Once we have super fast reliable internet we’ll likely have the whole computer as a service. We’ll just have access terminals basically and a subscription with a login, except for the nerds who want their own physical machine.
They’ve been reinvented repeatedly. Citrix, terminal servers, thin clients, cloud desktops, web apps, remote app delivery…
Most people (not necessarily here) need a web browser and an office program. Most people are well suited to terminals or something like a Chromebook.
I need actual hardware for my job and hobbies, but even I have a mini PC set up like a gaming console so that if I want to play games on my bedroom TV I don’t have to hook up my Steam Deck or gaming laptop.

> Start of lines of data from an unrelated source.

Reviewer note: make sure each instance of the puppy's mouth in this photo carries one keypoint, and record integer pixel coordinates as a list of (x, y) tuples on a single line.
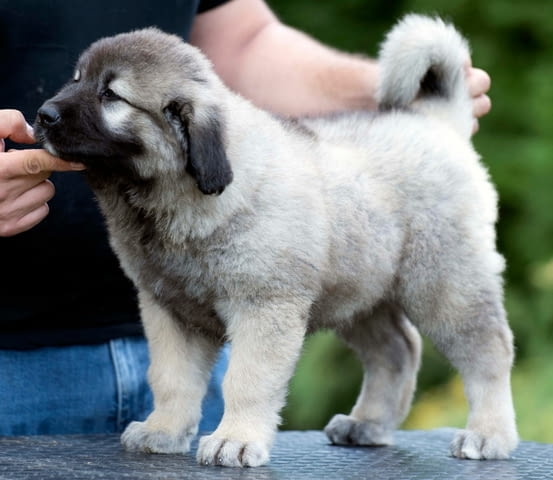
[(72, 145)]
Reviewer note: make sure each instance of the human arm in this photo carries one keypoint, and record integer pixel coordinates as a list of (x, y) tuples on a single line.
[(288, 72), (24, 185)]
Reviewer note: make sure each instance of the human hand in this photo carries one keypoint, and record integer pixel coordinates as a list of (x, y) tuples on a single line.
[(24, 184), (479, 83)]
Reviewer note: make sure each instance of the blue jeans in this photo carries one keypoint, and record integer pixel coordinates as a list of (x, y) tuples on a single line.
[(86, 389)]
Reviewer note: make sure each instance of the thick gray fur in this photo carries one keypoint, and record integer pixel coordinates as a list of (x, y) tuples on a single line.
[(236, 226)]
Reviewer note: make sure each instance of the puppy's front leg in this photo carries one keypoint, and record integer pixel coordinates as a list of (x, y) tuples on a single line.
[(180, 364), (266, 341)]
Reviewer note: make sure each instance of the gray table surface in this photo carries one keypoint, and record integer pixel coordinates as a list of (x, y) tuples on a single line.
[(296, 455)]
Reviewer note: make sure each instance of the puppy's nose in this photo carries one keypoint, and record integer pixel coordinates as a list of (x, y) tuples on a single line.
[(48, 115)]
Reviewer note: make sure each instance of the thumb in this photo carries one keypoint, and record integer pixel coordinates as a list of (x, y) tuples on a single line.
[(14, 127), (19, 163)]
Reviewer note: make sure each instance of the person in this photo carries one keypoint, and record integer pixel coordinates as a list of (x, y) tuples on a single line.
[(72, 354)]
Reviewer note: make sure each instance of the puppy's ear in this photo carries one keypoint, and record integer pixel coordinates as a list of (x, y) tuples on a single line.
[(202, 144)]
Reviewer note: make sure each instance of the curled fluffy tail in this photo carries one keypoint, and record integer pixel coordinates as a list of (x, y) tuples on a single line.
[(422, 62)]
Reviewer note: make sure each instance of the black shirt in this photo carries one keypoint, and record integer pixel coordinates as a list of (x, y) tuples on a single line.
[(60, 283)]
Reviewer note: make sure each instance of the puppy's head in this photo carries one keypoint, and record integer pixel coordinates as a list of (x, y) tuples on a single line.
[(140, 105)]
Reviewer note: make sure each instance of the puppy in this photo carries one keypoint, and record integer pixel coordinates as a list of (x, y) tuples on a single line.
[(238, 226)]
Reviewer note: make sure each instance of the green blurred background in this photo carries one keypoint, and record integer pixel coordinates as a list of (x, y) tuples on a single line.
[(513, 41)]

I just stream them.
Microsoft: Write it down! Write it down!
You have to know that some dinosaur at ibm is screaming about how they gave up the centralized computer and is salivating over gigabit fiber so he can charge everyone 15 bucks a month to use an ibm mainframe.

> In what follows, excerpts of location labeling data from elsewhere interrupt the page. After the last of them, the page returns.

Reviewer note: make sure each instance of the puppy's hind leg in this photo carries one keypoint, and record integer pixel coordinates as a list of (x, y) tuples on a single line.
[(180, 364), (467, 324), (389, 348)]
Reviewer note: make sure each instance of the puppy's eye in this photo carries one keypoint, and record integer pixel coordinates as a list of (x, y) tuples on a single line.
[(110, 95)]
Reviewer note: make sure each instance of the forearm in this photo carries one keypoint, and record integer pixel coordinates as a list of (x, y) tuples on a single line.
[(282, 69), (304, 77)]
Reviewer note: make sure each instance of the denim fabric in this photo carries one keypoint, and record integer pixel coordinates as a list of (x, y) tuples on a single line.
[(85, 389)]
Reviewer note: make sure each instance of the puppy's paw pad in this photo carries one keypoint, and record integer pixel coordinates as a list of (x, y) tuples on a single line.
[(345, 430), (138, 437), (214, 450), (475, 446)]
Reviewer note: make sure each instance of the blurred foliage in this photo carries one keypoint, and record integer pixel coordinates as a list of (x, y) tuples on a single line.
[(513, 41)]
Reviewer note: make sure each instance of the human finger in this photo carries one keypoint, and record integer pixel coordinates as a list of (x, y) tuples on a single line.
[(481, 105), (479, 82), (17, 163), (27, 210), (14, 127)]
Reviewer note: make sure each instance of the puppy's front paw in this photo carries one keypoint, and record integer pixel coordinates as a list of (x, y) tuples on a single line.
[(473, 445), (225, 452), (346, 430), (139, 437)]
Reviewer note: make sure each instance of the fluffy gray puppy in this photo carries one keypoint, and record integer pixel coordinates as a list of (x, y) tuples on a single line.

Stadia almost didn’t suck, I bet we’re 10 years from phones just being hand terminals that tap into a local server and desktops won’t be far behind.
Given the digital literacy of many “regular people” (e.g. my father, and seemingly every other of my friends), the idea is appealing. Especially, as most of them don’t care about privacy. Give them decent availability, and they will this money at you. And if you also give them support, I will, too.
It’ll never be fast enough. An SSD is orders of magnitude slower than RAM, which is orders of magnitude slower than cache. Internet speed is orders of magnitude slower than the slowest of hard drives, which is still way too slow to be used for anything that needs memory relatively soon.
A SATA SSD has ballpark 500MB/s, a 10g ethernet link 1250MB/s. Which means that it can indeed be faster to swap to the RAM of another box on the LAN that to your local SSD.
A Crucial P5 has a bit over 3GB/s but then there’s 25g ethernet. Let’s not speak of 400g direct attach.
- modern NVMe SSDs have much more bandwidth than that, on the order of > 3GiB/s.
- even an antique SATA SSD from 2009 will probably have much lower access latency than sending commands to a remote device over an ethernet link and waiting for a response
Bandwidth isn’t really most of the issue. It’s latency. It’s the amount of time from the CPU requesting a segment of memory to receiving it, which bandwidth doesn’t effect.